Deadpool goes about his reckless and destructive business with a casual bravado that never feels arrogant or egotistical. He’ll casually sit back in a car and chat about his issues while the Mercs for Money get into a gun fight with Hydra. He’ll stop shooting his machine guns into an army of Hand ninjas in order to ask a few questions, even though he has an axe lodged in his skull. Such an overly casual approach to such violence might not win him any allies at local PTA meetings, but it will make for plenty of entertaining moments for the rest of us.
These moments aren’t well-organized, nor should they be in a story that reflects the living chaos that is Deadpool. There are times when they’re difficult to follow, even if they are appropriate within the context of a Deadpool story. There’s a cohesive theme in the end that helps tie the chaos together, albeit barely. It helps set up Deadpool’s next mission in a way that promises more gratuitous violence. If that’s the primary measure by which all Deadpool stories are judged, then this one certainly qualifies.
The main story in Deadpool #7 acts as a testament of sorts to the entertainment value of Deadpool’s narrative. As a means of justifying the $9.99 price tag, it also comes with a number of bonus stories that explore stories from other members of the Mercs for Money. Some of these bonus stories are more entertaining than others. Most are fairly forgettable, but they do at least add some extra depth to Deadpool’s team.
None of them are as colorfully deranged as Deadpool himself, but that might be for the best. The Marvel universe can barely contain one Deadpool and Reynolds can only capture the essence of one non-Van Wilder character at a time. These other characters certainly have potential and personality. They just aren’t going to inspire the same level of creative cos-playing that Deadpool inspires at every comic con.

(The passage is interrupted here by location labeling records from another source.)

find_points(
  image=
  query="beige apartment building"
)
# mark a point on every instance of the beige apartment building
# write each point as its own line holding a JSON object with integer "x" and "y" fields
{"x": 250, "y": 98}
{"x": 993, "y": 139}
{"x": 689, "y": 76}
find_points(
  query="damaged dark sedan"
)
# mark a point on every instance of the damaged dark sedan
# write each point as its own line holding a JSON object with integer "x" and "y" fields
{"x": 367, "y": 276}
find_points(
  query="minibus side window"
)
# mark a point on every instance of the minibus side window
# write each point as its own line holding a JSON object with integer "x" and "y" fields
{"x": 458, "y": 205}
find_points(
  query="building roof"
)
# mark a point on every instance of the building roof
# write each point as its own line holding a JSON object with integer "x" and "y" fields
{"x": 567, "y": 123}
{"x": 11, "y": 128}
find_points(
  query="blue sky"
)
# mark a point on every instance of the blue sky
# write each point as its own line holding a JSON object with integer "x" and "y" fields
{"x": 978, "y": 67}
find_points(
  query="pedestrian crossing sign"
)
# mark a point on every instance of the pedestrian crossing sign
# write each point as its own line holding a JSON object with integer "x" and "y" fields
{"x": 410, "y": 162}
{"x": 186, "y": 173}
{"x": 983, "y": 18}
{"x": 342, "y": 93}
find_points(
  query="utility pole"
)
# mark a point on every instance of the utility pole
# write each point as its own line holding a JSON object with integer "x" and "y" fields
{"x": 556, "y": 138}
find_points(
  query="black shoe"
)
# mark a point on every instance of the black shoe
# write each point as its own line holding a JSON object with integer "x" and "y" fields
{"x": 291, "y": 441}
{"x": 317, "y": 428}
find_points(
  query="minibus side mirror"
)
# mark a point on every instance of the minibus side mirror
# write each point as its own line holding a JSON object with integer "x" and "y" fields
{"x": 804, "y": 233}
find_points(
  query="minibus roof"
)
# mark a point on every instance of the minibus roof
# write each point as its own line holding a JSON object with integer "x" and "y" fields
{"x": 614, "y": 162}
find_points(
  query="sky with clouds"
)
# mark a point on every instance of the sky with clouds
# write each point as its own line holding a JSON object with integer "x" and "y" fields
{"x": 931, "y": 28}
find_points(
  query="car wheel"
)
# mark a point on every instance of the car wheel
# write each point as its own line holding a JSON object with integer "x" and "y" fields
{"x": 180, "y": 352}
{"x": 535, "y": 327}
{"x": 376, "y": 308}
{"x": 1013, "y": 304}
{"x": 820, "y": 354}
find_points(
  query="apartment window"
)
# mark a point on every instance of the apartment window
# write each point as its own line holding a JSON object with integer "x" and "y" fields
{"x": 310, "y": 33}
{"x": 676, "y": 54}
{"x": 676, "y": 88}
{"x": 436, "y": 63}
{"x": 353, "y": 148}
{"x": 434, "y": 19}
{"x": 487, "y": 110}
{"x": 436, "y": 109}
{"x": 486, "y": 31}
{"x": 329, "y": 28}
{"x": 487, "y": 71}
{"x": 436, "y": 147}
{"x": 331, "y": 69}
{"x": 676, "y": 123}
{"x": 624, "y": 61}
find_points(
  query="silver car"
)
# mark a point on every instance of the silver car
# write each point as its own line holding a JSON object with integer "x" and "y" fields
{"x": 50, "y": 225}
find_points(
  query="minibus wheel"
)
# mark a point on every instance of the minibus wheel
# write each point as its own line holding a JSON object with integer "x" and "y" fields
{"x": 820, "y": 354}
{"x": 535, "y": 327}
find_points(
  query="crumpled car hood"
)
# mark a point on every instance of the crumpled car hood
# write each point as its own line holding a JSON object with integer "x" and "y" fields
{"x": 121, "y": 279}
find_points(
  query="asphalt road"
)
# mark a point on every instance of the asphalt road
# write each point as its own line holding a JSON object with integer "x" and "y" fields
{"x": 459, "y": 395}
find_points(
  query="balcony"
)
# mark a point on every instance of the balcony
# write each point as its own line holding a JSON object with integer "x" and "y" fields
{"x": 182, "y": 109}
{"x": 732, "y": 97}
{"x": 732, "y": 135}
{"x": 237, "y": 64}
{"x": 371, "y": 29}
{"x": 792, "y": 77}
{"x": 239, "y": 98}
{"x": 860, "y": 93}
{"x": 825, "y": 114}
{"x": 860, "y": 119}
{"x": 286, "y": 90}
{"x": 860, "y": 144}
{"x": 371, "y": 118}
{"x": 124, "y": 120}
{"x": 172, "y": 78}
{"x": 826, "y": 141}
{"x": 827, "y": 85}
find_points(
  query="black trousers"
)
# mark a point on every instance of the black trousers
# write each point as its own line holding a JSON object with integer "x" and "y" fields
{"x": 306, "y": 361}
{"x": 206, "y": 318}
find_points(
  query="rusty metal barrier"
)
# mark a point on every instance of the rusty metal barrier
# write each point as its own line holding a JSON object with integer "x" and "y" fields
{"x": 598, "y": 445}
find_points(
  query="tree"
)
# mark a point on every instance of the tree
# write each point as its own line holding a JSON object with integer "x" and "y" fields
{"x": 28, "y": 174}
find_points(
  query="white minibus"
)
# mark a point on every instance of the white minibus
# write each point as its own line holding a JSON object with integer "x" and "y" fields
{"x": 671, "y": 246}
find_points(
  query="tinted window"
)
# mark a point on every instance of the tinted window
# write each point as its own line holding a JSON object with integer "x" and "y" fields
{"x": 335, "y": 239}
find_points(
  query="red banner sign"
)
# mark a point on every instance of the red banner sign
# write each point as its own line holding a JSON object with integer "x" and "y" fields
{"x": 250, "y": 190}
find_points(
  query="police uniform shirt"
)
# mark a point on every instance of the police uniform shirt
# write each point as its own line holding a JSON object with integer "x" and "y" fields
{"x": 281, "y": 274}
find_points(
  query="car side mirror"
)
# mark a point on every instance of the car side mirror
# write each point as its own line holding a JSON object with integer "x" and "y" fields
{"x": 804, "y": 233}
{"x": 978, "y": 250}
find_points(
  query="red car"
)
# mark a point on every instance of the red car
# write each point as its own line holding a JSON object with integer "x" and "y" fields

Deadpool’s story is still the primary selling point in Deadpool #7 and that story checks all the necessary boxes. The forgettable bonus stories don’t detract from this selling point in any way, but they aren’t going to make anyone feel better about the bloated price. It’s still an entertaining Deadpool story, complete with obscene violence and unrepentant immaturity. As the failure of Wolverine Origins definitively proved, we wouldn’t have Deadpool any other way.